In Benghazi hearing, State Dept. concedes "we have to do better"

The Senate Foreign Relations Committee holds a hearing with State Department Deputy Secretary of State William Burns, left, who is in charge of policy, and Deputy Secretary of State Thomas Nides, right, who is in charge of management, after an independent review panel said serious bureaucratic mismanagement was responsible for inadequate security at the mission in Benghazi, Libya, where the U.S. ambassador and three other Americans were killed on Sept. 11, on Capitol Hill in Washington, Thursday, Dec. 20, 2012. AP Photo/J. Scott Applewhite

Amid ongoing controversy surrounding the September 11 attacks in Benghazi that left four Americans dead, State Department officials acknowledged today that "mistakes occurred" regarding the security situation in Libya, and pledged the department is taking immediate action to correct "systemic problems" that may have prevented the department from preempting the attacks.

"We've learned some very hard, and painful lessons in Benghazi, and all are acting on them," said William Burns, deputy secretary of state, during testimony before the Senate Foreign Relations Committee. "We have to do better. We owe it to our colleagues who lost their lives in Benghazi."

Yesterday, four State Department officials either resigned or were let go after the release of a harsh report detailing the department's findings about circumstances surrounding the Benghazi attack. The report accused the State Department of displaying a "lack of leadership" in burgeoning security issues in Benghazi, and argued the resulting security system "was inadequate for Benghazi and grossly inadequate to deal with the attack that took place." The report specifically pointed to "systemic failures and leadership and management deficiencies at senior levels within two bureaus." Among those who resigned were Eric Boswell, the head of diplomatic security at the State Department.

Today, Burns and Thomas Nides, deputy secretary of state for management and resources, testified before House and Senate committees about what went wrong -- and what is being done going forward to prevent similar breaches of security. Secretary of State Hillary Clinton had been slated to appear before both committees, but canceled several days ago due to illness and a recent concussion.

In their Senate testimonies, both Nides and Burns conceded the department's mistakes on Benghazi, but stressed the hard work of officials who maintain the peace "99 percent" of the time.

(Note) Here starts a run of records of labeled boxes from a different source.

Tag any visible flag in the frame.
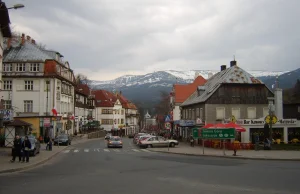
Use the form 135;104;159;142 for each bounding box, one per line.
52;107;57;116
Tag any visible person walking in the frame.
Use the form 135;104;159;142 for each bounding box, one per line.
22;136;31;162
11;135;22;162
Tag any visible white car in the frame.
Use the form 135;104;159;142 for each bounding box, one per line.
139;136;179;148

"We need to look at those mistakes. We need to examine those mistakes. We need to take ourselves accountable for those mistakes, and we need to figure out how to make sure this does not happen again," said Nides. Still, he said, "we have over 275 posts around the world. Our men and women are in danger all over the world and we attempt to try to do this 100 percent and we hope that this ARB and the recommendations, we will actually learn from them, and determine to make sure this does not happen again."

"We get this right about 99 percent of the time," he said. "We'd like to be at 100 percent, without question."

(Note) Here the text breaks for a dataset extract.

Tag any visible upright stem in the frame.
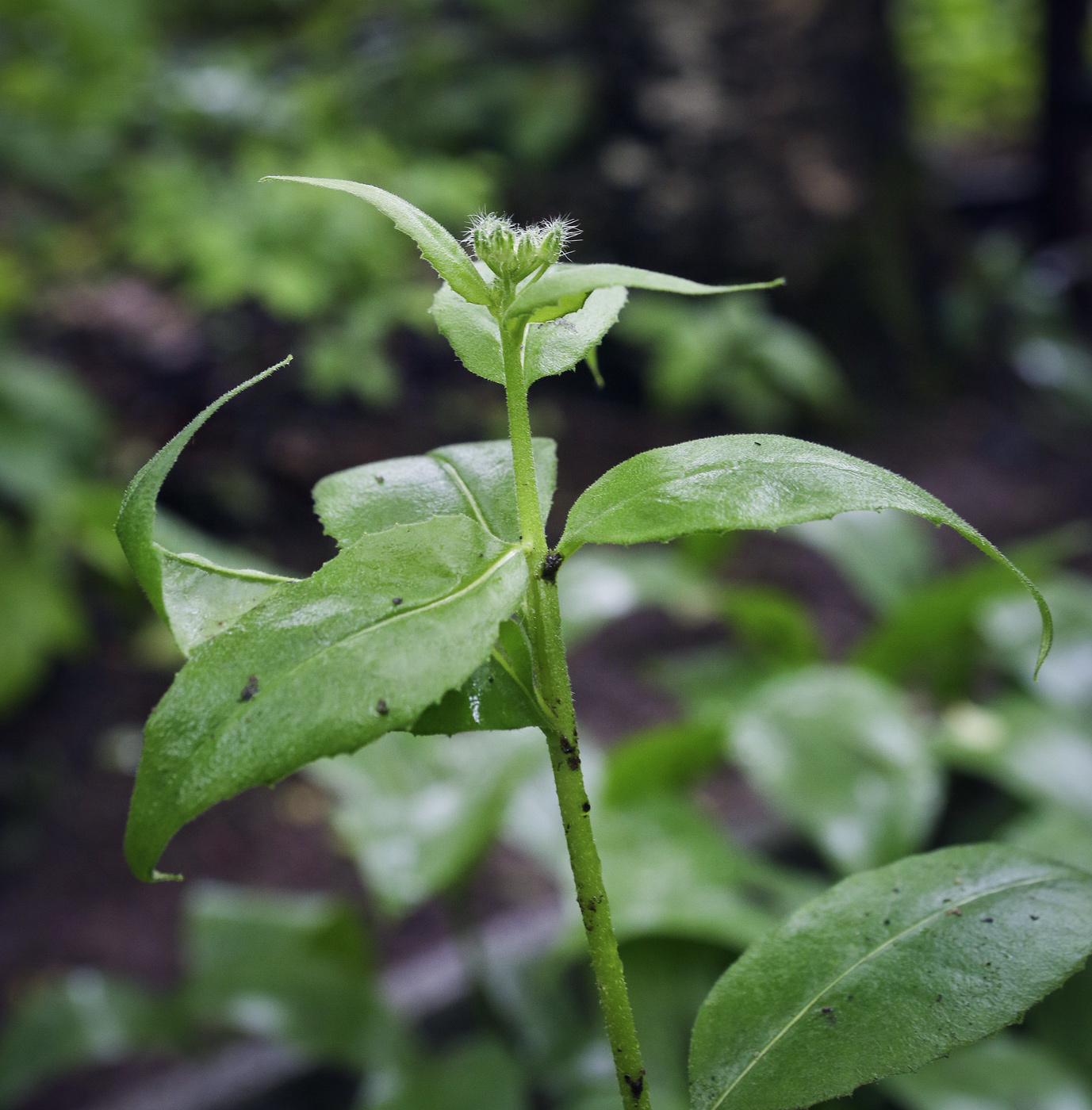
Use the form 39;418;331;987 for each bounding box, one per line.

Both were questioned about the extent to which State Department officials had been aware of security complaints coming out of Benghazi, as well as whether there had been broader warning signs of a potential attack.

Burns cited a "troubling pattern" of "deteriorating security in eastern Libya," and that "we did not do a good enough job, as the report highlights, in trying to connect the dots between that troubling pattern, even in the absence of an immediate tactical threat."

"There has been a tendency -- not just in the case of eastern Libya, but I think across the world in recent years -- for us to focus too much on specific credible threats and sometimes lose the forest for the trees," he said . "I think that's something that, you know, we were painfully reminded of in the case of the Benghazi attack, and we need to do better at."

He said he was not sure exactly how much Secretary of State Hillary Clinton had been made aware of the deteriorating security situation in Benghazi, nor was he sure precisely who saw a series of cables on the same subject.

"As Secretary Clinton has said, all of us as senior leaders in the department are accountable and responsible for what happened. And I certainly fault myself," said Burns. "You know, I accompanied the remains of my four colleagues back after the attack in Benghazi... And on that long flight home, I certainly had a lot of time to think about sharper questions that I could have asked, sharper focus that I could have provided."

Nides pointed out that the department was moving quickly to implement the 29 recommendations outlined in the ARB report, and that they hoped to implement a number of those recommendations before the end of the year.

"The task force has already met to translate the recommendation into actual 60 specific action items. We've assigned every single one to the responsible bureau for immediate implementation and several will be completed by the end of this calendar year," he said. "At Secretary Clinton's direction, we have moved quickly to conduct a worldwide review of our overall security posture with meticulous scrutiny of a number of high threat posts."

In the meantime, however, Sen. John Kerry, D-Mass., the chairman of the Senate Foreign Relations Committee who is widely believed to be next in line to be Secretary of State, emphasized the importance of maintaining a diplomatic presence abroad that is both secure and open.

"There's a truth about diplomacy and foreign service that needs to be processed through the committee and the Congress and the country as we examine the events of Benghazi," he said. "Our challenge is to strike a balance between the necessity of the mission, available resources and tolerance for risk."